In the case of Reliance, we believe its earnings quality is solid, with a history of conservative accounting policies. One example of this is that when presenting earnings, very few cash costs are stripped out by management as one-off items. This means that after adjusting for the volatility in working capital flows, there is almost no cash shortfall between EBITDA and operating cash flows.
An examination of Reliance’s executive remuneration structure also gave us comfort on the business, as it is very much aligned with the goal of creating value for shareholders. As part of our work on Governance we regularly assess management’s Key Performance Indicators (KPIs) given how important these are in driving management’s actions.
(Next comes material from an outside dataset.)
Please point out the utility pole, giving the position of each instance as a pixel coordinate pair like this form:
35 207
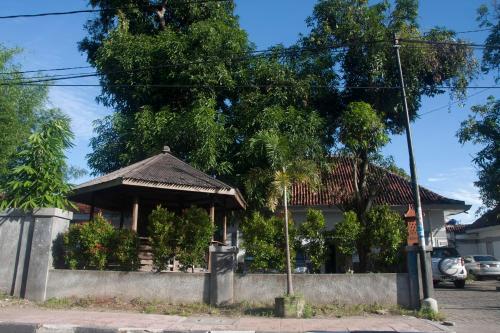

We also consider Environmental and Social issues when weighing all investment decisions at Talaria, and feel there is room for improvement for Reliance here. For starters we would like to see greater transparency on their Total Recordable and Loss Time Injury Frequency Rates as measures of workplace safety, as well as greater disclosure on its energy intensity and environmental footprint, particularly regarding water intensity, greenhouse gas emissions and any reduction targets. We’re not suggesting that Reliance is underperforming in these areas, just that more insight on their performance would be appreciated, and in our view in the best interest of the company.
Strong ESG credentials are vital not only for good corporate citizenship, but also in identifying those companies that can deliver sustainable growth for shareholders. We are encouraged by the industry’s growing interest on this area, while constantly looking to improve our own.